Climate and Landscape
The month of August is known for being windy and this month it started early and continued throughout the month.
At one stage the temperature dropped to almost freezing for a few days around the 10th of August. Several hundred kilometres to the south of the Delta, in South Africa, they received snow and with the north wind we felt its effects for a few days with the temperature in the morning being in single digits.
As the inundation has come to an end the channels have dried up quickly and the floodplains are left with just puddles of water. Now we are waiting for the summer rains to fill up the channels again.
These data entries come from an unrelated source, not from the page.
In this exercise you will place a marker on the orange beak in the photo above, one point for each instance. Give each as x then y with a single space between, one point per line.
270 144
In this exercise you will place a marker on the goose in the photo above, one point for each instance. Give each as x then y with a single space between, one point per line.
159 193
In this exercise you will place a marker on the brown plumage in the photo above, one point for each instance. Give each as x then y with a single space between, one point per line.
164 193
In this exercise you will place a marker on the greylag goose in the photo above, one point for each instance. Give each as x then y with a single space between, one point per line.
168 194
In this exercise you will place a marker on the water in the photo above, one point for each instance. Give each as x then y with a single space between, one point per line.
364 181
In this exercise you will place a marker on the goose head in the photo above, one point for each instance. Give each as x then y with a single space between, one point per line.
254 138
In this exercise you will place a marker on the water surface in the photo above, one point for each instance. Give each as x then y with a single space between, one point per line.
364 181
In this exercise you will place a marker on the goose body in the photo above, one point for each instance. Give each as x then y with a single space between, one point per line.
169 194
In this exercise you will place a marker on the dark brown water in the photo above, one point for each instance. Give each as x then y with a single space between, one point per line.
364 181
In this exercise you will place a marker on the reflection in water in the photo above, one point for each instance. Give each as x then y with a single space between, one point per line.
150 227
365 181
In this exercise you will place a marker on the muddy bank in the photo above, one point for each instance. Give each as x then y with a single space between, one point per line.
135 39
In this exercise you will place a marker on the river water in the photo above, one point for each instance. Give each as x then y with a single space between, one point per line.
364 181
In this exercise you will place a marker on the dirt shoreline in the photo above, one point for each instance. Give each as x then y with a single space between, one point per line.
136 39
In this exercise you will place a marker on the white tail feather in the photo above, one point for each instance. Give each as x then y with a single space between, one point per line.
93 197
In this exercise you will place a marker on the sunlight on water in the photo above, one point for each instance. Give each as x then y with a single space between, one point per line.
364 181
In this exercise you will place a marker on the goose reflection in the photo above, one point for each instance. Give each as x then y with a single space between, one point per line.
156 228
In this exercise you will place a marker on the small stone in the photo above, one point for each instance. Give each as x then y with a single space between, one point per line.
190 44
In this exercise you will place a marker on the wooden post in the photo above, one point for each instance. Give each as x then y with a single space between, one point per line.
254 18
There was good game viewing throughout the month, with a highlight being a leopard seen walking through the Jao floodplain.
Lappet-faced vultures were seen feeding on a carcass abandoned by the local pride of lions.
A rarely-seen cheetah put in an appearance on a couple of occasions. There was one sighting that stood out for guests: the cheetah took down a red lechwe, but after a short struggle attempting to suffocate the lechwe she realised the lions were not too far off and she clearly feared that they would chase her off, so for safety’s sake she decided to abandon the carcass.
A pack of wild dogs was found on Hunda Island, a sure sign of the water levels dropping throughout the Delta.
Big herds of elephant were seen moving to areas where the food is more abundant and there is less competition.
Our Hunda Island activities were a consistent success and lion, leopard, big herds of buffalo and many impala and red lechwe were seen and enjoyed.
Birds and Birding
We had numerous interesting bird sightings, especially after the African skimmers made their appearance in the floodplains. Great sightings of rosy-throated longclaws were recorded in the floodplains while the Pel’s fishing-owl’s deep hoot was often heard at night around camp.
We had a big group that occupied the whole of Jao Camp. One of their interests was star gazing so we created a surprise for them after dinner with a blanket set up at the airstrip where they were taken to study the myriad stars that shine above the Okavango.
Fishing was very good with lots of groups trying to catch ‘freshwater marlin’ – otherwise known as tigerfish. Some were lucky to see this spectacular predator. Others caught – and released of course – a few catfish, tilapia (bream) and even freshwater pike.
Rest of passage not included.